How many idempotent elements does the ring ${\bf Z}_n$ contain?

Let $R$ be a ring. An element $x$ in $R$ is said to be idempotent if $x^2=x$. For a specific $n\in{\bf Z}_+$ which is not very large, say, $n=20$, one can calculate one by one to find that there are four idempotent elements: $x=0,1,5,16$. So here is my question:

Is there a general result which tells the number of the idempotent elements of ${\bf Z}_n$?

If $n=p_1^{m_1}\cdots p_k^{m_k}$ is the factorization of $n$ as a product of powers of distinct primes, then the ring $\mathbb Z/n\mathbb Z$ is isomorphic to the product $\mathbb Z/p_1^{m_1}\mathbb Z\times\cdots\times \mathbb Z/p_k^{m_k}\mathbb Z$. It is easy to reduce the problem of counting idempotent elements in this direct product to counting them in each factor.

Can you do that?

In $\Bbb{Z}_n$ the relation $x^2=x$ is equivalent to $(x-1)x\equiv 0 ( mod \ n)$, that is $n | x(x-1)$. This is an easy way to calculate all idempotent elements for small $n$. In general, you need to consider the factorization of $n$ in prime factors and note that $x,x-1$ are coprime, and if one prime number divides one of them, it can't divide the other.
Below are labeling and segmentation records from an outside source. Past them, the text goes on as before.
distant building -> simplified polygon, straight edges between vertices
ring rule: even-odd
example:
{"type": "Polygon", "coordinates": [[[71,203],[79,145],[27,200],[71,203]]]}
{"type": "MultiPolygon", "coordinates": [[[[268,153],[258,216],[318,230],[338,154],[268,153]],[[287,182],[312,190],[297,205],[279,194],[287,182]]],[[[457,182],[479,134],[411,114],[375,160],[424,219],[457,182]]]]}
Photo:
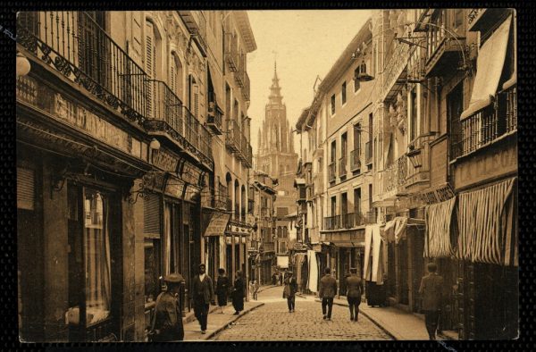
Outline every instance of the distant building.
{"type": "Polygon", "coordinates": [[[257,170],[262,170],[278,180],[274,205],[278,239],[276,253],[286,254],[289,250],[289,229],[285,216],[296,208],[294,179],[297,154],[294,152],[293,135],[287,120],[287,106],[282,102],[281,89],[275,66],[264,121],[259,130],[255,159],[257,170]]]}

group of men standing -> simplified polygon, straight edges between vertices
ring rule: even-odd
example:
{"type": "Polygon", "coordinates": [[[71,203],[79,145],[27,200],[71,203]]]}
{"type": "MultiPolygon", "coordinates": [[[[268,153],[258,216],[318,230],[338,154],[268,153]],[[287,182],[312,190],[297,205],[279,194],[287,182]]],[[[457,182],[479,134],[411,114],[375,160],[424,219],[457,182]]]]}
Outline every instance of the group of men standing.
{"type": "MultiPolygon", "coordinates": [[[[220,312],[223,314],[223,306],[227,306],[228,294],[231,290],[232,306],[235,314],[244,310],[245,286],[241,272],[237,272],[232,289],[230,281],[225,275],[224,269],[218,270],[215,295],[218,298],[220,312]]],[[[163,278],[166,289],[158,295],[155,303],[155,314],[151,323],[149,339],[151,341],[181,341],[184,339],[182,324],[182,310],[180,304],[179,293],[184,284],[184,278],[179,273],[172,273],[163,278]]],[[[192,298],[194,314],[199,322],[201,333],[206,333],[208,312],[210,305],[216,305],[214,299],[214,287],[213,279],[205,273],[205,265],[199,264],[198,274],[192,282],[192,298]]]]}

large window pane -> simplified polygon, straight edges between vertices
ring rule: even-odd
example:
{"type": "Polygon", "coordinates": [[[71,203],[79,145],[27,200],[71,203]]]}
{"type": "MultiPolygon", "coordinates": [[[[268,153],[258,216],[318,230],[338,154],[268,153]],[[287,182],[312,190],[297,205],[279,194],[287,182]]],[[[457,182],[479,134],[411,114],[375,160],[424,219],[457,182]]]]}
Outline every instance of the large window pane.
{"type": "Polygon", "coordinates": [[[84,252],[87,323],[110,314],[110,238],[108,199],[98,191],[84,189],[84,252]]]}

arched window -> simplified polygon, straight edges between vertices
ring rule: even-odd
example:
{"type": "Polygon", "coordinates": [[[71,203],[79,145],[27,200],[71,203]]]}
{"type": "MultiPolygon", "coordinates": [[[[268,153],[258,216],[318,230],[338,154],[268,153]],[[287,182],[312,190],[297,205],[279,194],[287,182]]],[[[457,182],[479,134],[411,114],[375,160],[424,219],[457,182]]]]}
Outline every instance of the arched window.
{"type": "Polygon", "coordinates": [[[160,79],[162,67],[162,36],[158,32],[156,26],[151,21],[146,21],[146,31],[145,31],[145,71],[149,78],[148,84],[147,85],[147,113],[149,116],[154,117],[156,113],[155,106],[155,83],[152,80],[160,79]]]}
{"type": "Polygon", "coordinates": [[[177,96],[182,101],[183,96],[183,81],[184,81],[184,71],[182,68],[182,63],[177,54],[172,53],[172,60],[170,60],[170,88],[175,93],[177,96]]]}

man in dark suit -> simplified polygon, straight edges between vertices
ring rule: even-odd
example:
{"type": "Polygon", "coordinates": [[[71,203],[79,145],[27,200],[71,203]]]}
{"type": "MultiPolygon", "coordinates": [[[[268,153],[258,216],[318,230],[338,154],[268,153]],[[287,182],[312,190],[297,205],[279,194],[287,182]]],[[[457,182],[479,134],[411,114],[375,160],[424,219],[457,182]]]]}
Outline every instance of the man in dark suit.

Hint $ $ Idempotents in $\,\mathbb Z/n\,$ correspond to coprime factorizations of $\,n\,$ i.e. $\, n = a\,b,\ (a,b) = 1\,.\ $ Indeed, notice that $\,p^k\mid\,(e-1)\iff p^k\ |\ e\,$ or $\,p^k\ |\ e-1.\,$ It is easy to see that there are $\, 2^k\,$ such factorizations, where $\,k\,$ is the number of distinct prime factors of $\, n.$